- Born: 9 October 1858 Vrbnik, Austrian Littoral, Austrian Empire (now Croatia)
- Died: 27 February 1939 (aged 80) Crikvenica, Yugoslavia (now Croatia)
- Education: University of Vienna University of Zagreb University of Graz
- Occupations: Politician, lawyer
- Political party: Party of Rights

= Dinko Trinajstić =

Croatian politician and lawyer (1858 – 1939)

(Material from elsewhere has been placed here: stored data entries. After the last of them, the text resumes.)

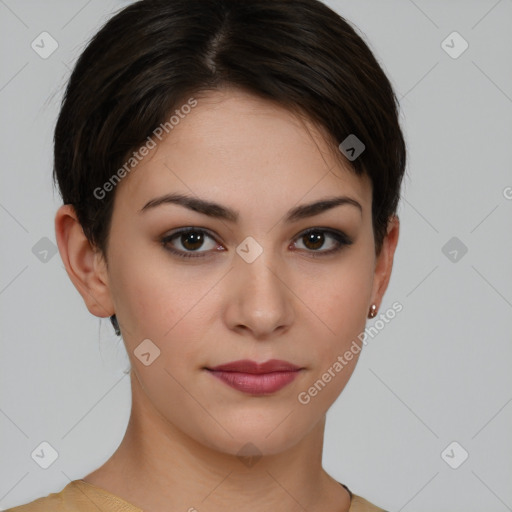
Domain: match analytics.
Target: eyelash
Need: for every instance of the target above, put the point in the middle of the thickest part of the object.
(341, 238)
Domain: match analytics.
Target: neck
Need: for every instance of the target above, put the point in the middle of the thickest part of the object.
(158, 467)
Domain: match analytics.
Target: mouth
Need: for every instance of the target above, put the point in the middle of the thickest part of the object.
(256, 378)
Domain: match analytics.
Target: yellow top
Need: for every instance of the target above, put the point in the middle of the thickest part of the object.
(80, 496)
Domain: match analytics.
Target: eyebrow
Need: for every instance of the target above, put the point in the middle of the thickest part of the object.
(219, 211)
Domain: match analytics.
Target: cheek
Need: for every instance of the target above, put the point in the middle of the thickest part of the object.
(163, 302)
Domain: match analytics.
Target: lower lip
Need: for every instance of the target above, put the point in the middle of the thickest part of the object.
(256, 384)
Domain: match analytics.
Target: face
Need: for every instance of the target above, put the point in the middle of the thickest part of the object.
(259, 287)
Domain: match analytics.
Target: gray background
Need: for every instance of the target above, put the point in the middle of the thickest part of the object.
(439, 372)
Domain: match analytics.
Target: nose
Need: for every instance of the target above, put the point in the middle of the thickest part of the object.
(260, 301)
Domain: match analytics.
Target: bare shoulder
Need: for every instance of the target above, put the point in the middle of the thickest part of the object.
(359, 504)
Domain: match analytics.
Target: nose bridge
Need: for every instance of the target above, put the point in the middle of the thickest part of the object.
(261, 295)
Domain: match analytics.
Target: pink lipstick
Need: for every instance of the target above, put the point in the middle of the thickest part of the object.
(256, 378)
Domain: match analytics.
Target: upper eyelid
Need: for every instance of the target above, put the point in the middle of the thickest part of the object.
(180, 231)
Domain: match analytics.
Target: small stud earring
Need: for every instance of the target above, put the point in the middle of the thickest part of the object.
(115, 324)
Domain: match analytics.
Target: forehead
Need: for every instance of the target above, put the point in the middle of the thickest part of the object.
(235, 146)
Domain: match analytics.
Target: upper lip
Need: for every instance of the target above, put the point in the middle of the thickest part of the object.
(248, 366)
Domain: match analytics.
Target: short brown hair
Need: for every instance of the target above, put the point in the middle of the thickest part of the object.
(153, 54)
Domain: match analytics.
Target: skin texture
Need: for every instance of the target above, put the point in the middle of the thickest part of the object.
(187, 427)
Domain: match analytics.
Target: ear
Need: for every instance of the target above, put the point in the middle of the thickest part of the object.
(384, 262)
(84, 263)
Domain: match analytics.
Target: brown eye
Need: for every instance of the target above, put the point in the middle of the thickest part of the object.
(316, 238)
(190, 240)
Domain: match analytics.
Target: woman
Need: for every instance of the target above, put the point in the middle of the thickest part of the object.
(230, 172)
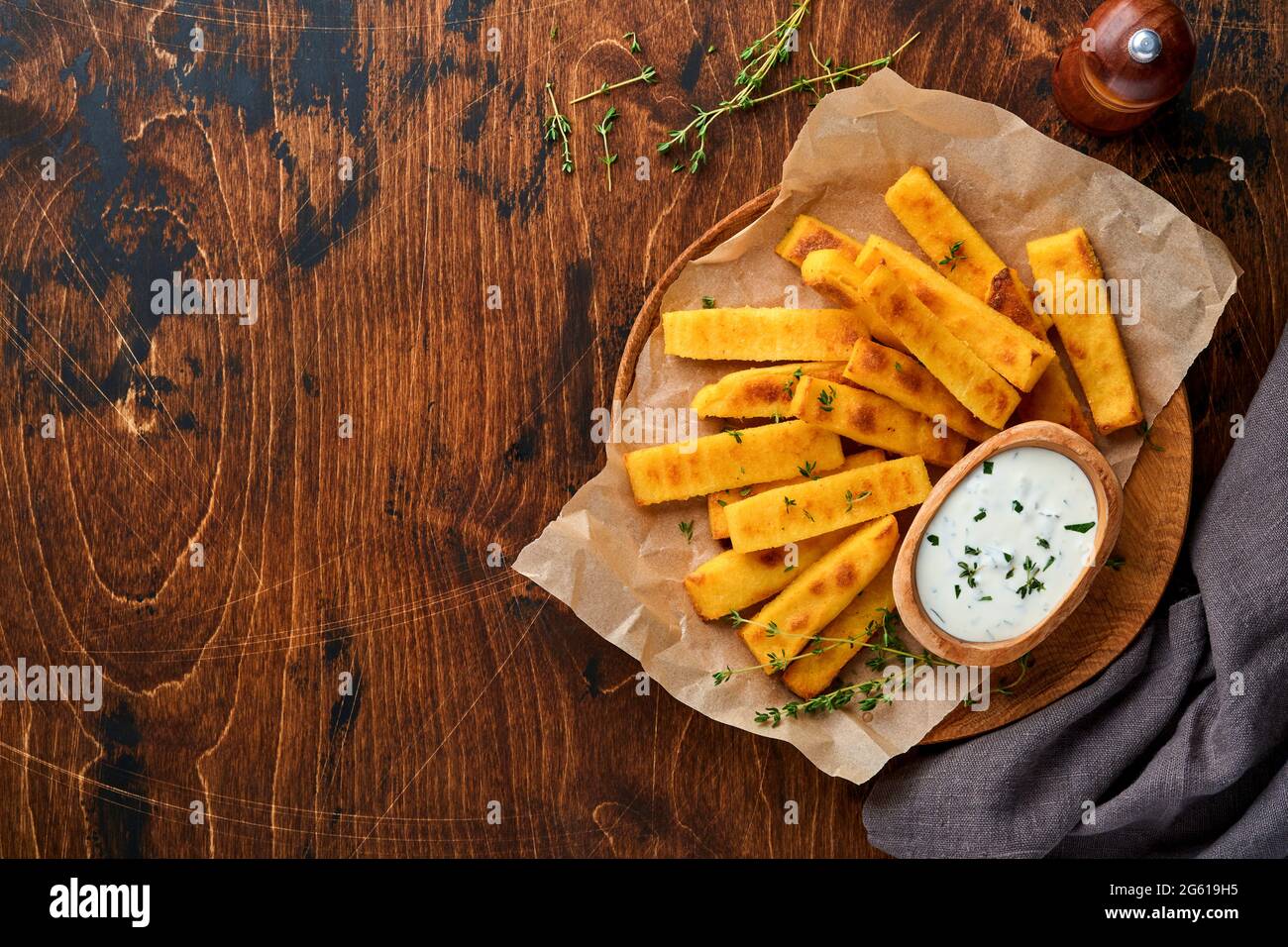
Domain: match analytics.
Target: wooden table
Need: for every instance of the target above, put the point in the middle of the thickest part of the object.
(346, 673)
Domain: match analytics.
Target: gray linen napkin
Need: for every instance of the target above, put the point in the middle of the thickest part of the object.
(1180, 745)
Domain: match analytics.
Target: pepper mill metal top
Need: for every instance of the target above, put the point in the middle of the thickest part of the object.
(1131, 56)
(1145, 46)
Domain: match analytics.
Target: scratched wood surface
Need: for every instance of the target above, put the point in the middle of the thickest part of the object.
(365, 560)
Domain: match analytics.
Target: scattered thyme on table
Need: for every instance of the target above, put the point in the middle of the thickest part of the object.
(761, 56)
(603, 129)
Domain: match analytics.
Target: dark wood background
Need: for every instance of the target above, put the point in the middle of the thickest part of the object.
(471, 425)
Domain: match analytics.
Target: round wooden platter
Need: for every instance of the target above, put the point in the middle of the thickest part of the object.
(1155, 508)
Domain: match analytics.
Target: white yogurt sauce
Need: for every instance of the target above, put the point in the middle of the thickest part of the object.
(1006, 544)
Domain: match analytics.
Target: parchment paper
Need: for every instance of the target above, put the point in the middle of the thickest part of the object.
(619, 567)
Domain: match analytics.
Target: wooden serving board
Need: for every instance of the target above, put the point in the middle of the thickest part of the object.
(1155, 508)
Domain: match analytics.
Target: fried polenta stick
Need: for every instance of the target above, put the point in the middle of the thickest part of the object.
(807, 677)
(720, 501)
(984, 393)
(729, 460)
(944, 235)
(791, 514)
(875, 420)
(784, 628)
(759, 392)
(833, 275)
(1051, 398)
(809, 234)
(733, 579)
(763, 335)
(1006, 348)
(1091, 338)
(906, 381)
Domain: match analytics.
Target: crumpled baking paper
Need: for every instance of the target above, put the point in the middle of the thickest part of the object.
(619, 567)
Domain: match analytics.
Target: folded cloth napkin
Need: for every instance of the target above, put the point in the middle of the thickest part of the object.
(1179, 748)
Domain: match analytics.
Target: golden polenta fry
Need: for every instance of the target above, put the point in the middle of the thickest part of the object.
(763, 335)
(875, 420)
(733, 579)
(833, 275)
(958, 253)
(1090, 334)
(729, 460)
(720, 501)
(906, 381)
(809, 234)
(807, 677)
(791, 514)
(1051, 398)
(784, 628)
(759, 392)
(984, 393)
(1006, 348)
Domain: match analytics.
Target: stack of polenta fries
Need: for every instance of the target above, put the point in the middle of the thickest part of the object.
(915, 360)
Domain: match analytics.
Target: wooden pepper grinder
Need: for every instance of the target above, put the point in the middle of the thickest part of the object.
(1137, 55)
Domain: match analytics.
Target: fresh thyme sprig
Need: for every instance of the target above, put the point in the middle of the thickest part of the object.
(558, 128)
(889, 644)
(761, 56)
(954, 256)
(603, 129)
(647, 75)
(832, 76)
(1031, 582)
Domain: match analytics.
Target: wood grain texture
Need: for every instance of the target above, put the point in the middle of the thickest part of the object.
(368, 556)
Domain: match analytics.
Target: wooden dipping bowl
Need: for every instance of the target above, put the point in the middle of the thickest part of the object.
(1109, 513)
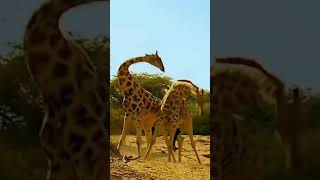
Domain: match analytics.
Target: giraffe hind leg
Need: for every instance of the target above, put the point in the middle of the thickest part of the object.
(152, 142)
(124, 130)
(170, 147)
(139, 137)
(180, 142)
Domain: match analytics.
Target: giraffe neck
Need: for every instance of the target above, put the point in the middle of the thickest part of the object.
(126, 79)
(47, 18)
(49, 54)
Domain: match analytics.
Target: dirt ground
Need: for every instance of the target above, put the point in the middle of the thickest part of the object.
(158, 167)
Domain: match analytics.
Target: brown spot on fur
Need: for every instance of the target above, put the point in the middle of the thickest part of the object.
(98, 136)
(76, 142)
(64, 52)
(60, 70)
(67, 93)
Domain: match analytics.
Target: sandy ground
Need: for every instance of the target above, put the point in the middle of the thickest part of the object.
(158, 167)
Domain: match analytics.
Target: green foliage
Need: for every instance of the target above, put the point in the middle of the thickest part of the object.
(20, 103)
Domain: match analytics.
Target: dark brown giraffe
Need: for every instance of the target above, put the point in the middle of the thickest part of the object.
(74, 130)
(172, 117)
(139, 104)
(237, 85)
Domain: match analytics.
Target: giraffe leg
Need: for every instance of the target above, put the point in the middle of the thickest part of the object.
(189, 130)
(148, 136)
(124, 130)
(180, 143)
(194, 147)
(60, 169)
(170, 146)
(153, 141)
(139, 137)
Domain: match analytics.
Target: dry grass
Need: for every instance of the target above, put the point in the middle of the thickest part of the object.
(158, 167)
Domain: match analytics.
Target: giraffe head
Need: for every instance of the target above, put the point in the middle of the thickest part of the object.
(155, 60)
(200, 100)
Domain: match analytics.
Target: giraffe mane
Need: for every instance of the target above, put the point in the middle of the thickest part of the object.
(188, 81)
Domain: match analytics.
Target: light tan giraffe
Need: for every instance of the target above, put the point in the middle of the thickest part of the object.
(74, 130)
(238, 86)
(171, 117)
(139, 104)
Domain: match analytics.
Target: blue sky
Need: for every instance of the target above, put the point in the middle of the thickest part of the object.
(282, 35)
(179, 30)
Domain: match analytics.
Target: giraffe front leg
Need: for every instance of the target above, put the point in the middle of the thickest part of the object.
(124, 130)
(180, 143)
(194, 147)
(139, 137)
(170, 146)
(152, 142)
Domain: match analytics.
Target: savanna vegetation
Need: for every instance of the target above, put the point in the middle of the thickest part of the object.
(261, 128)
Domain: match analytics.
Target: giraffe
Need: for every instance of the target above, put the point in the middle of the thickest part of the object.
(241, 84)
(139, 104)
(172, 115)
(74, 129)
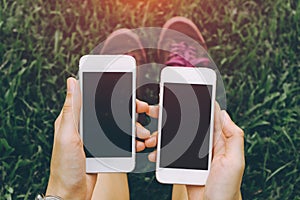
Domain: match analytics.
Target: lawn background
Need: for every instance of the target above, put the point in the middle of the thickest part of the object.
(256, 45)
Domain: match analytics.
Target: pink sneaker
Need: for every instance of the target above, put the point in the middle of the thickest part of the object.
(124, 41)
(181, 44)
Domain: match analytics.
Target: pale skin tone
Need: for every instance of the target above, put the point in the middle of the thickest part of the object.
(67, 171)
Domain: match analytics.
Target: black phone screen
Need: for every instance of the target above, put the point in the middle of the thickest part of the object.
(107, 114)
(185, 126)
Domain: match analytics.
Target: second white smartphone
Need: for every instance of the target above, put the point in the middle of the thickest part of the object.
(107, 124)
(185, 127)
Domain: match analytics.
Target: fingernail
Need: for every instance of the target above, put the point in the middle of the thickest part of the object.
(151, 157)
(70, 85)
(226, 116)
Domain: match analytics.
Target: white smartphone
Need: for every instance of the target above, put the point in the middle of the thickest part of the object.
(185, 126)
(107, 123)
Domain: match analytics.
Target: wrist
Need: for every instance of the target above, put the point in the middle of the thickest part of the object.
(64, 191)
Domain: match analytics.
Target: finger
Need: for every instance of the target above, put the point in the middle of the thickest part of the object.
(57, 122)
(234, 139)
(141, 106)
(152, 156)
(140, 146)
(71, 109)
(153, 111)
(141, 132)
(91, 182)
(218, 140)
(152, 141)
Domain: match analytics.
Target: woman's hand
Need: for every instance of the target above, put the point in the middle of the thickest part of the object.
(68, 178)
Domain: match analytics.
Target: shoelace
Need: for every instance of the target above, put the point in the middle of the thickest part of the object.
(183, 54)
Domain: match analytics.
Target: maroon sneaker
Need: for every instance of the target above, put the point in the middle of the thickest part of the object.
(124, 41)
(181, 44)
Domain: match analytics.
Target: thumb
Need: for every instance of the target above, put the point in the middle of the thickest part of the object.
(234, 135)
(72, 106)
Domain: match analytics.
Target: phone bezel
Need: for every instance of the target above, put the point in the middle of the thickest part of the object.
(110, 63)
(185, 75)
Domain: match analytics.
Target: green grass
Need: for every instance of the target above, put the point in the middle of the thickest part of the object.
(256, 45)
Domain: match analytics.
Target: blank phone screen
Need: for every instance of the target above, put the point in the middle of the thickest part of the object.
(107, 114)
(185, 126)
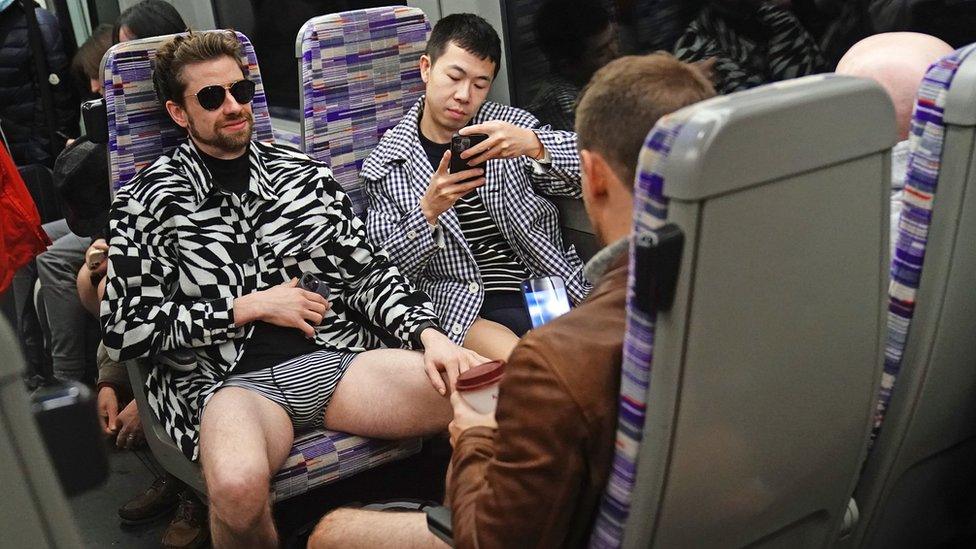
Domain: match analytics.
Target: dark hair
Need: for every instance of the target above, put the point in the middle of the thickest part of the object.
(149, 18)
(173, 56)
(563, 27)
(88, 59)
(468, 32)
(624, 100)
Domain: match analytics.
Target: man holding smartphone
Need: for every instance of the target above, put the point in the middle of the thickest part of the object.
(469, 237)
(531, 473)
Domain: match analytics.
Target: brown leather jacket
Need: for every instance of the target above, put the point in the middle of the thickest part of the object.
(537, 480)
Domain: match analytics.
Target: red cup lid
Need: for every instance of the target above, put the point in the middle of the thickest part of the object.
(481, 376)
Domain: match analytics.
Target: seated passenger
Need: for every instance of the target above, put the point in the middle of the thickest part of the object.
(534, 476)
(577, 38)
(206, 247)
(898, 61)
(468, 239)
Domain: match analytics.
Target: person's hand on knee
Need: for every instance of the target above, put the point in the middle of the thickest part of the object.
(466, 417)
(108, 409)
(443, 355)
(129, 426)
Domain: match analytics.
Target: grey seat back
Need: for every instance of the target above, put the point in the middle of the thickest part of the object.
(917, 487)
(34, 511)
(765, 370)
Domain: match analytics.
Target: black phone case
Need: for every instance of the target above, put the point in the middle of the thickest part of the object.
(459, 145)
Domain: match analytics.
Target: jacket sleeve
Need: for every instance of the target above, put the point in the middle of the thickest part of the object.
(562, 177)
(139, 318)
(65, 101)
(379, 290)
(406, 235)
(515, 487)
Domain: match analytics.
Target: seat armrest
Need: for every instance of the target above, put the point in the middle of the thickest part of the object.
(439, 523)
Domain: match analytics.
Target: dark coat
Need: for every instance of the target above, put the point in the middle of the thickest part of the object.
(21, 107)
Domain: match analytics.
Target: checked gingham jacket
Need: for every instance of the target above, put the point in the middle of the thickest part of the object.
(439, 261)
(181, 251)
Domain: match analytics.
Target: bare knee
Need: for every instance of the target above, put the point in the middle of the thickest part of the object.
(330, 531)
(239, 496)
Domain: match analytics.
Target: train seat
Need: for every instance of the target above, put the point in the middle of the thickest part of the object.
(359, 73)
(916, 489)
(139, 132)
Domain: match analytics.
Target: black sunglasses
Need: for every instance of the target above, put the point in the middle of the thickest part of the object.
(212, 97)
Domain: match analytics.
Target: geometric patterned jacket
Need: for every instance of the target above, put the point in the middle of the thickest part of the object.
(181, 251)
(439, 261)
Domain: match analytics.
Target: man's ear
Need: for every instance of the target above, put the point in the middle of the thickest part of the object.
(425, 65)
(177, 113)
(594, 168)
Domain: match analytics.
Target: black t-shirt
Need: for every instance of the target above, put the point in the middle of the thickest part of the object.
(501, 268)
(269, 344)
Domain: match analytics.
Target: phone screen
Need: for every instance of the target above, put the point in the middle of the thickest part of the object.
(459, 144)
(545, 299)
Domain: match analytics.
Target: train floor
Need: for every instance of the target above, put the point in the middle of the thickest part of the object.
(418, 477)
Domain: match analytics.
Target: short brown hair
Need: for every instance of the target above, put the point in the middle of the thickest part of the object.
(186, 49)
(624, 100)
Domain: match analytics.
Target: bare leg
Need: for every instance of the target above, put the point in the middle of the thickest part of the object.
(490, 339)
(244, 440)
(385, 394)
(374, 529)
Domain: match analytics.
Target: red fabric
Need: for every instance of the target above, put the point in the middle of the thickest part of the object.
(21, 236)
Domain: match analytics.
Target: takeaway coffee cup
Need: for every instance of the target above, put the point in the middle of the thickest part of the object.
(479, 386)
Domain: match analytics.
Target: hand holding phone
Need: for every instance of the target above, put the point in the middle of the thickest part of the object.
(312, 283)
(446, 188)
(504, 140)
(461, 143)
(545, 298)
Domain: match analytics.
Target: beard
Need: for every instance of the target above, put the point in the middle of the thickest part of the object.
(229, 142)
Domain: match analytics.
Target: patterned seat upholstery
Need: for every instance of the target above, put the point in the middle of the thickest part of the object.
(924, 431)
(139, 132)
(736, 427)
(139, 129)
(926, 135)
(360, 75)
(650, 214)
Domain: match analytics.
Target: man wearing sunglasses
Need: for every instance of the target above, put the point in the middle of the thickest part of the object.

Dinko Trinajstić (Vrbnik, 9 October 1858 – Crikvenica, 27 February 1939) was a lawyer and Croatian and Yugoslavian politician. He was a member of the Party of Rights and supporter of Yugoslavist ideas advocated by bishop Josip Juraj Strossmayer. Trinajstić studied law in Vienna, Zagreb, and Graz before attaining the doctoral degree in law. He practised in the law firm of his uncle, Dinko Vitezić in Krk. In 1894, he moved to Pazin in Istria where he practised law and was elected mayor in 1895–1898 and a member of the Diet of Istria in 1895–1910. In 1895, Trinajstić established a branch of the Istarska posujilnica u Puli building society in Pazin and ran it. In 1902, Trinajstić took part (as vice-president) in establishment and running of the Political Society for Croats and Slovenes in Istria aimed at enhancing cooperation with Slovene Trieste-based Edinost society and subsequent establishment of the Croat-Slovene People's Party. In 1915, after beginning of the World War I, Trinajstić left the country and joined the Yugoslav Committee led by Ante Trumbić. Trinajstić briefly led the committee in 1919. After establishment of the Kingdom of Serbs, Croats and Slovenes, he was appointed a member of the country's provisional legislative body, the Temporary National Representation as a representative of Istria. Trinajstić left politics after he was disappointed by provisions of the 1920 Treaty of Rapallo which attempted to resolve the Adriatic Question by awarding Istria to the Kingdom of Italy. Trinajstić was appointed a Yugoslav Senator (a member of the upper chamber of the Assembly of Yugoslavia) in old age.